During the first three or four months Frederick’s speeches had been almost exclusively made up of narrations of his own personal experiences as a slave.

“Give us the facts,” said Secretary Collins. “We’ll take care of the philosophy.”

“Tell your story, Frederick,” Garrison would whisper as his protégé stepped upon the platform. And Frederick, smiling his devotion to the older man, always followed the injunction.

But Frederick was growing in stature. Scholars’ libraries were thrown open to him. Theodore Parker had sixteen thousand volumes; his library covered the entire third floor of his house.

“Come up any time, Frederick. Books, my boy, were written to be read.”

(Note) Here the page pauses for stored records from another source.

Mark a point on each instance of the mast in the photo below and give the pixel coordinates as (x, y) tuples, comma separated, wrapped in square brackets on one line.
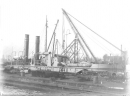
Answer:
[(46, 36)]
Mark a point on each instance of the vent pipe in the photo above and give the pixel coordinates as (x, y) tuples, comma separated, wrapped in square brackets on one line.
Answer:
[(37, 43), (26, 47)]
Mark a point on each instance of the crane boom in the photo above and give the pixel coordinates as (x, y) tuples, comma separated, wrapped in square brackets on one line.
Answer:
[(77, 32)]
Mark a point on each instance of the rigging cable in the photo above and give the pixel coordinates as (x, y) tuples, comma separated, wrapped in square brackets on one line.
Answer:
[(103, 47), (95, 32)]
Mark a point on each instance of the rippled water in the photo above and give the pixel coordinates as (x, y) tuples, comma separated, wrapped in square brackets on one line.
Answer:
[(11, 90)]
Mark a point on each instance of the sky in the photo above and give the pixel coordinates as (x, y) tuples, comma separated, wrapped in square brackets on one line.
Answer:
[(108, 18)]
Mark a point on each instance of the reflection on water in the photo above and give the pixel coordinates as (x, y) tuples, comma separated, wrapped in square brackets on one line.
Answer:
[(11, 90)]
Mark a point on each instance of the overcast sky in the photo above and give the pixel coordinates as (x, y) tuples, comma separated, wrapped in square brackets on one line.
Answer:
[(109, 18)]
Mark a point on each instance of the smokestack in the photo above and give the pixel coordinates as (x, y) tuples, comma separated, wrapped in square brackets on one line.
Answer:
[(26, 47), (37, 47)]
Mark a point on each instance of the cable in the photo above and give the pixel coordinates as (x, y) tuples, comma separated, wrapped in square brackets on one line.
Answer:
[(100, 45), (95, 33)]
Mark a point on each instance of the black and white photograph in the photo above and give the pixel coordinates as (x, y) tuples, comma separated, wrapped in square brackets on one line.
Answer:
[(64, 48)]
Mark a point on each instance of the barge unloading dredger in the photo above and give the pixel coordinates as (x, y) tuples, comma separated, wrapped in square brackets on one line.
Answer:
[(66, 70)]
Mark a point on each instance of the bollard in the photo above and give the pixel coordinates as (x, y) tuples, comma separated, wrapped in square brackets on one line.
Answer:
[(95, 80), (22, 74)]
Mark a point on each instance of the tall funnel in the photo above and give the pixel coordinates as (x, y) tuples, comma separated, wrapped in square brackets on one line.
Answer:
[(37, 47), (26, 47)]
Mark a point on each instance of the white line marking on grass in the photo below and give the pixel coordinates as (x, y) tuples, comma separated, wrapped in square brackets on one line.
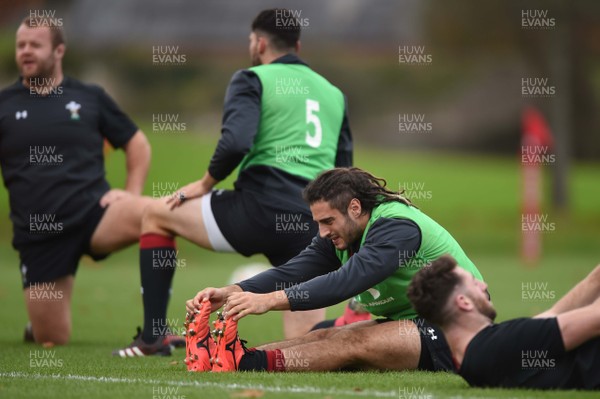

And Frederick reveled in Thomas Jefferson, Carlyle, Edmund Burke, Tom Paine, John Quincy Adams, Jonathan Swift, William Godwin. He became drunk on books; staggering home late at night, his eyes red, he would fall heavily across his bed. He pored over the newspapers from all parts of the country which Garrison gathered in the Liberator office; he sat at the feet of the greatest orators of the day—Wendell Phillips, Charles Redmond, Theodore Parker among them. He munched sandwiches and listened, while John Whittier read his verses; and always the young fugitive from slavery followed in the wake of William Lloyd Garrison, devouring his words, tapping his sources of wisdom, attuning his ears to every pitch of the loved voice.

Frederick’s speeches began to expand in content, logic and delivery.

“People won’t believe you ever were a slave, Frederick, if you keep on this way,” cautioned Collins. But Garrison shook his head.

“Let him alone!” he said.

The year 1843 was one of remarkable antislavery activity. The New England Anti-Slavery Society mapped out a series of one hundred conventions. The territory covered in the schedule included all of New England, New York, Pennsylvania, Ohio and Indiana. Under Garrison’s leadership it was a real campaign, taking more than six months to complete. Frederick Douglass was chosen as one of the agents to tour the country.